In the preparation method of the macrocyclic phenolic glycoside compound (I-1), the step d is to perform MCI GEL GEL column chromatography on the product C, perform gradient elution by using 0%, 30%, 60% and 95% ethanol solution, collect 30% elution parts, perform chromatographic separation by using 200-mesh and 300-mesh silica GEL column, perform gradient elution by using ethyl acetate-methanol of 20:1, 15:1, 10:1, 5:1 and 3:1 in sequence, and collect 1 bottle of eluent per 100 mL; spotting each bottle of eluent through a thin-layer plate, developing with ethyl acetate-methanol at a ratio of 1:1, taking an elution section with an Rf value of 0.3-0.5, performing silica gel column chromatography, performing gradient elution with ethyl acetate-methanol at a ratio of 15:1, 10:1, 5:1 and 1:1 in sequence, recovering a solvent from an elution part at a ratio of 5:1, concentrating and drying to obtain the macrocyclic phenolic glycoside compound sorgholide A (I-1).
The application of the macrocyclic phenolic glycoside compound in preparing the medicines for preventing and treating thrombotic diseases.
In the application of the macrocyclic phenolic glycoside compound in preparing the medicine for preventing and treating thrombotic diseases, the macrocyclic phenolic glycoside compound is used in a dosage of 3-6 mug/kg of body weight per day.
In the application of the macrocyclic phenolic glycoside compound in preparing the medicines for preventing and treating thrombotic diseases, the macrocyclic phenolic glycoside compound is used alone or in the form of a pharmaceutical composition, and the pharmaceutical composition contains 0.1-99% of the macrocyclic phenolic glycoside compound, and the balance is a medicinal carrier or excipient.
In the application of the macrocyclic phenolic glycoside compound in preparing the medicines for preventing and treating thrombotic diseases, the medicinal carrier or excipient is one or more of solid diluent, semisolid diluent, liquid diluent, filler and other medicinal auxiliary agents.

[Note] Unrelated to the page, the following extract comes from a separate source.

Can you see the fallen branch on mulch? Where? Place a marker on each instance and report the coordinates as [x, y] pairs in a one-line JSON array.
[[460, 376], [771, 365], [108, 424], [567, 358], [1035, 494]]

In the application of the macrocyclic phenolic glycoside compound in preparing the medicines for preventing and treating thrombotic diseases, the dosage form of the pharmaceutical composition is clinically acceptable injection, suspension, emulsion, solution, syrup, tablet, capsule, granule, spray and aerosol.
In the application of the macrocyclic phenolic glycoside compound in preparing the medicament for preventing and treating thrombotic diseases, the administration route of the pharmaceutical composition is intravenous injection, intravenous drip, intramuscular injection, intraperitoneal injection, subcutaneous injection oral administration, sublingual administration or mucosal dialysis.
Compared with the prior art, the macrocyclic phenolic glycoside compound provided by the invention can be applied to preparation of medicines for preventing and treating thrombotic diseases, and has the advantages of good drug effect and small toxic and side effects. The invention also provides a method for extracting the macrocyclic phenolic glycoside compound from sorghum roots and a preparation method of the derivative thereof. The macrocyclic phenolic glycoside compound in the sorghum root is firstly separated from the sorghum root, is a dimeric dilactone phenolic glycoside which is formed by reverse polymerization of p-hydroxyphenylacetate glucoside and has 24 rings, and is a new compound. The invention provides a new choice for medicines for treating thrombotic diseases such as stroke and the like, and widens the application of sorghum roots.
Drawings
FIG. 1 is a HR-ESI-MS spectrum of sorgholide A (I-1);
FIG. 2 is a schematic representation of sorgholide A (I-1)1H-NMR spectrum;
FIG. 3 is a graph of the effect of sorgholide A (I-1) and its derivatives I-2 on adenosine diphosphate (AD P) -induced platelet aggregation;
FIG. 4 is a graph of the effect of sorgholide A (I-1) and its derivative I-2 on collagen-induced platelet aggregation;
FIG. 5 shows the effect of sorgholide A (I-1) and its derivative I-2 on thrombin-induced platelet aggregation.
Detailed Description
The invention is further illustrated by the following figures and examples, which are not to be construed as limiting the invention.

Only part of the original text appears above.